As was the case yesterday, today’s forecast denies any chance of rain. It’s an aberration this time of year; normally, we would be in for at least one small shower, perhaps more, throughout the afternoon. This year, all bets are off.
Even so, unlike yesterday’s brilliant clarity, this day has dawned beneath a veil of gray clouds. Even as the air carries a sharp autumnal edge, the feel of water not far above us is a tangible thing.
In other words, it’s a perfect day for today’s featured throwback: one of Wings’s collectible works from about nine years or so ago.
It’s a miniature collector’s spoon, one of a whole series that he created over the course of several years, roughly from 2008 to 2011 or so. This one was always one of my favorites, not merely for the cobalt cabochon at the end of the handle, but for the imagery that dances down its surface like a cascade of raindrops.
But, as always, the work begins with form and shape.
Wings cuts his spoons freehand from a sheet of sterling silver. It’s not an especially easy of quick process: For collector’s spoons, the silver needs to be of a sufficiently substantial gauge, much like the thickness of an ordinary spoon, and they are not cut out with anything approaching shears, but rather, with an exceedingly small jeweler’s saw.
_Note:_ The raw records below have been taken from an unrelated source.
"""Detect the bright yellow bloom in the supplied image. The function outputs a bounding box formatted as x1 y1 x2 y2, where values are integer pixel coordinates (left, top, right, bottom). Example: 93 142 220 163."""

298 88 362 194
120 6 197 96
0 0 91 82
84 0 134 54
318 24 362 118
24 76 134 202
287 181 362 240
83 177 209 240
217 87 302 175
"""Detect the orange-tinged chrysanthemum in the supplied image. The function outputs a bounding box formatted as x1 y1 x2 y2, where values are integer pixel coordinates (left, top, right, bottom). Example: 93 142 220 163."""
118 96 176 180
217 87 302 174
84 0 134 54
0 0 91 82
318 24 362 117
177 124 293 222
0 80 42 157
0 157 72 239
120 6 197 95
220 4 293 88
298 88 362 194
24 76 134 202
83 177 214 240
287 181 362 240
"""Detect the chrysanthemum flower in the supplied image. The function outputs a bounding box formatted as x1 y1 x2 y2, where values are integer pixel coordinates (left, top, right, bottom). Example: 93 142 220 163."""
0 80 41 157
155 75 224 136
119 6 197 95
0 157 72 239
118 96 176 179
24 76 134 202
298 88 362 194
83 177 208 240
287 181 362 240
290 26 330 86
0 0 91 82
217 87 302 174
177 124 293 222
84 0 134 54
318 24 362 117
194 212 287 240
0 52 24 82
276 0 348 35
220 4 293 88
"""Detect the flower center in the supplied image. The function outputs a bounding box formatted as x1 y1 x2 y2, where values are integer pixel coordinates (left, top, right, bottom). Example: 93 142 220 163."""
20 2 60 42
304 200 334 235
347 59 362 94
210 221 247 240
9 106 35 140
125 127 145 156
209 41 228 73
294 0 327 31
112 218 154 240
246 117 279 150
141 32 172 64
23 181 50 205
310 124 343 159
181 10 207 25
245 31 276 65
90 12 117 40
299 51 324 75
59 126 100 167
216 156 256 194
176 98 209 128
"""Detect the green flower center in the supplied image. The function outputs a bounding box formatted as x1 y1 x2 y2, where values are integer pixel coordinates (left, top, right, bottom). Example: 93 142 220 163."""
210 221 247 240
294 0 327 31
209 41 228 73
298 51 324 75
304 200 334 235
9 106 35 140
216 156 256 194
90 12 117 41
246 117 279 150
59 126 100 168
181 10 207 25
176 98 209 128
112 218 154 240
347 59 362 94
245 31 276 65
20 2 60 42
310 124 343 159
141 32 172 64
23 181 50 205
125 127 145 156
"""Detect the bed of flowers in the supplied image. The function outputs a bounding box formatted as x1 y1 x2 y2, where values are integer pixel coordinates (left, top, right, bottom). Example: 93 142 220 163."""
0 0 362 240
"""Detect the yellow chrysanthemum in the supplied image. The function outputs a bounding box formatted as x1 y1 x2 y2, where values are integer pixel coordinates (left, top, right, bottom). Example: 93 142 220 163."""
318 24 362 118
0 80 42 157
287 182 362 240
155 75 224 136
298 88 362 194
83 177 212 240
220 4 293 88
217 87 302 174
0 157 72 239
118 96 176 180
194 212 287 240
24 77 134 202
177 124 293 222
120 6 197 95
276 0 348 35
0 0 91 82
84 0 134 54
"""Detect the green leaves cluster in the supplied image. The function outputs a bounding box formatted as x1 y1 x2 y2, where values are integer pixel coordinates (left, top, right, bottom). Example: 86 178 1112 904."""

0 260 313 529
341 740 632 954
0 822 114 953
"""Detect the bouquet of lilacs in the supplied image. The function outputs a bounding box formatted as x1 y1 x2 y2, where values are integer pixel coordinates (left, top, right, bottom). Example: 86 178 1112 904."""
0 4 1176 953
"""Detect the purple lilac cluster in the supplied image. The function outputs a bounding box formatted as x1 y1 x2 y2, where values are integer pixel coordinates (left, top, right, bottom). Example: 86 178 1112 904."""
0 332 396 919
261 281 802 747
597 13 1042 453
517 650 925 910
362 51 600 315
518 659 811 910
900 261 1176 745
The basic outline requires more shaping and detail work, but first comes the stampwork.
In this instance, he chose primarily water- and storm-related patterns for the accents: A pair of half-moon-like crescents, back to back, at the tip of the handle, like the lunar pull of the tides; two pairs of arrowhead-like shapes arrayed facing each other, creating, symbolically, a remarkably cloud-like formation. Beneath them, he placed a single stylized heart — heart of the sky and heart of the storm, yes, but more to the point, a sign of the spirits’ love for us in the form of the rain. Then he returned to the thin crescent pattern, creating a chased design down the length of the handle, each crescent back to back and end to end, linked in an inverse/obverse rhythm — taken together, a symbol of flowing water. On the open side of each crescent, he placed a single tiny hoop, a symbol of the rain, each drop cascading down the handle to flow into what would become the bowl. The bowl itself featured a winged vortex-like symbol, out of which emerged four arrows: thunder, wind, and storm itself, delivering Thunderbird’s gift, bolts of lightning.
Once the stampwork was complete, it was time to finish shaping the spoon itself. Wings turned it over and hammered the bowl over a small raised (obverse) anvil, repoussé-fashion, to turn the flat oval disk at the end into a three-dimensional spoonbowl. Once the shape was finalized, he filed the edges by hand all the way around, beveling them slightly and turning the roughened metal silky smooth. Finally, he soldered a plain, low-profile bezel in the shape of a square to the end of the handle, and set it with a beautifully intense cobalt blue cabochon of lapis lazuli.
This was one of Wings’s earlier spoons, and it sold right away— no surprise to me, given the imagery and the beauty of the stone and the way it all flowed together. If memory serves, it sold about this time of year: the raining season, the time when the water flows freely — rain cascading downward from the sky, racing on the wind and across the surface of the earth.
As the symbolism of the tiny heart on the handle attests, the rain, like this season, is a measure of the spirits’ love for us. It’s a lot to be contained in the bowl of a spoon.